NOx Emission Prediction in Ammonia-Hydrogen Combustion via Chemical Reactor Networks

Inciardi, Asija [UCL] Remiddi, A [ULB] Savarese Matteo [ULB] Dias, Véronique [UCL] Parente, Alessandro [ULB]

Climate change poses significant challenges, prompting policies for carbon neutrality by 2050. Renewable energies, particularly hydrogen as a Smart Energy Carrier (SEC), offer high efficiency and zero direct CO2 emissions. However, its combustion creates challenges, such as increased nitrogen oxide (NOx) emissions, necessitating innovative combustion technologies for cleaner use. Chemical Reactor Networks (CRNs) provide an effective approach for simulating detailed kinetic mechanisms with reduced computational demands. The CRN method, divides the combustor into discrete compartments that represent homogeneous flow zones, modeled as Perfectly Stirred Reactors (PSRs) or Plug Flow Reactors (PFRs). The reactors, interconnected by mass and heat exchanges, form a network designed to preserve the main characteristics of the global flow field. Data for CRNs can come from semi-empirical relationships or CFD simulations.
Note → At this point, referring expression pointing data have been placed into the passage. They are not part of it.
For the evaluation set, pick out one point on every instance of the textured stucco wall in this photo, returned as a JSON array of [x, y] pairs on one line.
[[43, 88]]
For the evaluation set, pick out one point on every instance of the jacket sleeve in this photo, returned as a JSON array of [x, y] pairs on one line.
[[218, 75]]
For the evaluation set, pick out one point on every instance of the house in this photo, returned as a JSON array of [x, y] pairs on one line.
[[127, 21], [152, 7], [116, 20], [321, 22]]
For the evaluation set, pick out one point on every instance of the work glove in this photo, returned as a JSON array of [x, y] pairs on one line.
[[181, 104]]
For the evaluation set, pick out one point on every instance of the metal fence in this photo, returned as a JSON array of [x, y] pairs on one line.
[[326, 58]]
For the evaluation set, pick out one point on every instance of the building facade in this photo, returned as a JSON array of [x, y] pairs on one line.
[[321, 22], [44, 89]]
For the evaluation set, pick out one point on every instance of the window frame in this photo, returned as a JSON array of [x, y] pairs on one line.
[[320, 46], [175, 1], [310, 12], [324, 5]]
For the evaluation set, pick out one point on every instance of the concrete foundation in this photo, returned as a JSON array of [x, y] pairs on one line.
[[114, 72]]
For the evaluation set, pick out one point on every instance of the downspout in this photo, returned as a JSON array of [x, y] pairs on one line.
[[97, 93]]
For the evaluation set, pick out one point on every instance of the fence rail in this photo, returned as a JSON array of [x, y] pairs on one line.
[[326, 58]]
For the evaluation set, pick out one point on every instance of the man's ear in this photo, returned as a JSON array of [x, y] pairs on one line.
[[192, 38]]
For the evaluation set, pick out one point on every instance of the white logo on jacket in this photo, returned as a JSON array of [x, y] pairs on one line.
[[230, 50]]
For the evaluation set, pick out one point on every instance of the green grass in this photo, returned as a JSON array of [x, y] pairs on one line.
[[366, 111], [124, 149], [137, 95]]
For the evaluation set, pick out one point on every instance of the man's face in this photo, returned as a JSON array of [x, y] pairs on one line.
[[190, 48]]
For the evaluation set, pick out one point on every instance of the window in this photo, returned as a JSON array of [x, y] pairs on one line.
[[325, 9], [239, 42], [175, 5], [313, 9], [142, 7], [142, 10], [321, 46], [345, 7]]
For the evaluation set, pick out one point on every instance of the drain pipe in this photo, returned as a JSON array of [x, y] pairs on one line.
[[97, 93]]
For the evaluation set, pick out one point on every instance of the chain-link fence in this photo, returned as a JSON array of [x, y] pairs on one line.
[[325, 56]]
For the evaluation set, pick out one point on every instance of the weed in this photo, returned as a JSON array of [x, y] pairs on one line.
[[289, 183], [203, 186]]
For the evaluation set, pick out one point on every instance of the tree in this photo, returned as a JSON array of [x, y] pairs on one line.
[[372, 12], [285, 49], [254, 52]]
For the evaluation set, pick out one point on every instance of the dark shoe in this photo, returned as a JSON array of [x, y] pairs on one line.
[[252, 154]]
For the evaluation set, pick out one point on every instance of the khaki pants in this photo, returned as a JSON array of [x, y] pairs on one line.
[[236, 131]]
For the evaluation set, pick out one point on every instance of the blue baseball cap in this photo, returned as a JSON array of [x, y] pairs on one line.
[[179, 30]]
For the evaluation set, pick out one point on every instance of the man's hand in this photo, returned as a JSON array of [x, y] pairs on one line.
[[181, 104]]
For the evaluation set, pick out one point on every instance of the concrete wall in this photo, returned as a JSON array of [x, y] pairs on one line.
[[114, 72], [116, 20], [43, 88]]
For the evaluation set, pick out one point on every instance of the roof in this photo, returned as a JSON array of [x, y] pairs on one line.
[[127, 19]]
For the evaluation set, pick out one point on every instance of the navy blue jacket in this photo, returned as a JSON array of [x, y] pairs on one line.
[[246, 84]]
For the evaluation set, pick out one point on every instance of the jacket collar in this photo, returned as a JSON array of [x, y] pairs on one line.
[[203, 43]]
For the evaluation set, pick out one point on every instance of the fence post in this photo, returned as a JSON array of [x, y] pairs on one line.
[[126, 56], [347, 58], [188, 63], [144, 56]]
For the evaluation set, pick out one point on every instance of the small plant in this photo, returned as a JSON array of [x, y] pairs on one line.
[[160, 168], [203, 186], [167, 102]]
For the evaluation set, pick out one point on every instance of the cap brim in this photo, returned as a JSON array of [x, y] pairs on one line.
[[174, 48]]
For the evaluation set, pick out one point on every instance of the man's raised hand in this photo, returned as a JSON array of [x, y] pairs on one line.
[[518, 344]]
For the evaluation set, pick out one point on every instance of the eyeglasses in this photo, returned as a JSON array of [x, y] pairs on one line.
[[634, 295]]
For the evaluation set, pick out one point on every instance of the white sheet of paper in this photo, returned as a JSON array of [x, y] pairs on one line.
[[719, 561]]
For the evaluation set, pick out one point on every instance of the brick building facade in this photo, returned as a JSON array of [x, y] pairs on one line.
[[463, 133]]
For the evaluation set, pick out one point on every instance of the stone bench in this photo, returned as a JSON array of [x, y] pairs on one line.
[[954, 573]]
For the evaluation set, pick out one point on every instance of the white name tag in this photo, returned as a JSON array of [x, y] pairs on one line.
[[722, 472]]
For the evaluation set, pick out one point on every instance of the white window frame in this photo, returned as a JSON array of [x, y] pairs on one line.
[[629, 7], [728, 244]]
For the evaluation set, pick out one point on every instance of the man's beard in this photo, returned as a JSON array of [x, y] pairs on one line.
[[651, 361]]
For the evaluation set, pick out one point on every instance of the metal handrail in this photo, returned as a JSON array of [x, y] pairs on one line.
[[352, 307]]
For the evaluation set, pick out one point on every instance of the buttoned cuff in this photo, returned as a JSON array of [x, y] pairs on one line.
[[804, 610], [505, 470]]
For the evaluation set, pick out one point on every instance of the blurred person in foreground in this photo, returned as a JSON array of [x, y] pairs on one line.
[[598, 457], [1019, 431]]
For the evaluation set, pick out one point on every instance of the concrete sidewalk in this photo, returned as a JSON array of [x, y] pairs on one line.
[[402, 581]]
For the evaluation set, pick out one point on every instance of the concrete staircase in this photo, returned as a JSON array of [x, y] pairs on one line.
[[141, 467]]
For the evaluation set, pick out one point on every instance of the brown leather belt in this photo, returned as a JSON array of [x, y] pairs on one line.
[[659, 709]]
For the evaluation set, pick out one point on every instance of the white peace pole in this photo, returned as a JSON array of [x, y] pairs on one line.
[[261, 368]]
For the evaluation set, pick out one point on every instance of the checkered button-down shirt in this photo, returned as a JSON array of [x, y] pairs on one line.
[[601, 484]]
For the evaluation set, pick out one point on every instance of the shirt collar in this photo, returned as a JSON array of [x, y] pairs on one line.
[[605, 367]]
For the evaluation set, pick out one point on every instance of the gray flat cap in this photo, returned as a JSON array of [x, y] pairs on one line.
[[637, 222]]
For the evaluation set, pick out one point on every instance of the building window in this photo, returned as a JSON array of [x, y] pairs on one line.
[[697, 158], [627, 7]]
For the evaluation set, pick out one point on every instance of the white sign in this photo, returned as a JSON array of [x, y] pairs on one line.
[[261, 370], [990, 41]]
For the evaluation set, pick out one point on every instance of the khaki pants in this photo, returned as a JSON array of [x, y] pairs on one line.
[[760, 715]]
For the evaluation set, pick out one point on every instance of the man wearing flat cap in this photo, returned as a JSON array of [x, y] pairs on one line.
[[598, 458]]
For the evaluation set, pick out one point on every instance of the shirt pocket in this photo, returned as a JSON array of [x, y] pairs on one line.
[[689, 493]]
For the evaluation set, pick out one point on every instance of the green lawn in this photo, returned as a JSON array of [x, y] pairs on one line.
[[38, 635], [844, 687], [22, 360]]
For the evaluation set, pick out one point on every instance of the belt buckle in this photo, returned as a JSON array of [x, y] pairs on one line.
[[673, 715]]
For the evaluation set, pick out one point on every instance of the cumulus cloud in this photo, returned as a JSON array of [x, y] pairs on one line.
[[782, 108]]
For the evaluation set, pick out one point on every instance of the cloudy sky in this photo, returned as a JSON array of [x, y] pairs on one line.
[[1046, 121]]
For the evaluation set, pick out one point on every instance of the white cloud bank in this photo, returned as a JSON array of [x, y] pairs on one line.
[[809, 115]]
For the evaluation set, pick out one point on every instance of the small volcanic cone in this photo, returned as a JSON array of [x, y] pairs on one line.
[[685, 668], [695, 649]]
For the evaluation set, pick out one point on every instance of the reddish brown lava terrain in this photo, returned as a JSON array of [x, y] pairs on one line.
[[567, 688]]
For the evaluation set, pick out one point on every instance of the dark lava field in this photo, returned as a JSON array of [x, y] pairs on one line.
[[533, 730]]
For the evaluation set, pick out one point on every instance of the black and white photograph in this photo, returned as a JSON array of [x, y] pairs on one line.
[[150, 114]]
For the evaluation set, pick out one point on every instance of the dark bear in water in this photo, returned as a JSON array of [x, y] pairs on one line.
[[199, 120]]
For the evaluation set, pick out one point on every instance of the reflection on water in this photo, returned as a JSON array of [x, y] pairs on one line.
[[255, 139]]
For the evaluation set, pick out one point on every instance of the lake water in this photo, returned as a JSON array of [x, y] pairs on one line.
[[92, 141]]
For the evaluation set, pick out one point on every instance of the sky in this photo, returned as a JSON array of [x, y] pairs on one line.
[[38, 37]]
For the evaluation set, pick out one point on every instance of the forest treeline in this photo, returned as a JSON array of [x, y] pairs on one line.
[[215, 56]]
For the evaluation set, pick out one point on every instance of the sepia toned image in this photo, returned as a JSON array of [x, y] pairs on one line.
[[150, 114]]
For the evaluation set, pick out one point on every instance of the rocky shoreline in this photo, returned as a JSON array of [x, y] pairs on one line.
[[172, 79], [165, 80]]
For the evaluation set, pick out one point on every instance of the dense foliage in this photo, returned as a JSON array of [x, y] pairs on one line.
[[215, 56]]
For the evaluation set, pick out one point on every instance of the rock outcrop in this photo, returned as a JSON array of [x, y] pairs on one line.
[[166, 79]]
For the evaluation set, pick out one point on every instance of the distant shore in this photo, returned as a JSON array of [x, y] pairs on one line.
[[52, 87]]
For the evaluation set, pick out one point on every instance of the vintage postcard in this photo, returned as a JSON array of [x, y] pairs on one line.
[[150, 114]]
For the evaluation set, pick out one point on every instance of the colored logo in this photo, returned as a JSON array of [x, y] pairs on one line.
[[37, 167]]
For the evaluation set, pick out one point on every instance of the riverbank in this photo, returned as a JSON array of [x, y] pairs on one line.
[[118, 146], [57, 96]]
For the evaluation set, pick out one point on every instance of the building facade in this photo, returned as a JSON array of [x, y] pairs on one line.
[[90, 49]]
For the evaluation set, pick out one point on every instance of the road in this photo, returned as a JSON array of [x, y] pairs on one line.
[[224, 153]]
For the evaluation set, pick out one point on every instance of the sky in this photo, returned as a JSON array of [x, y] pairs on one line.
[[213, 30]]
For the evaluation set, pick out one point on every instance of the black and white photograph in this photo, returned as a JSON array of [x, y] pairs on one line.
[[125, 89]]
The combined CFD-CRN method effectively predicts pollutant emissions, while statistical techniques for the compression and classification of data, like Principal Component Analysis (PCA), help automatically select features and group observations [1]. This paper focuses on investigating how CRN structures evolve under varying input conditions, particularly in ammonia-hydrogen mixtures, and examines their impact on nitrogen oxide (NO) emission predictions. Moreover, it explores the identification of a representative network that can generalize across multiple operating conditions. By integrating data-driven clustering methods with CRN modeling, this study aims to enhance the accuracy and efficiency of emission predictions in complex reacting flows.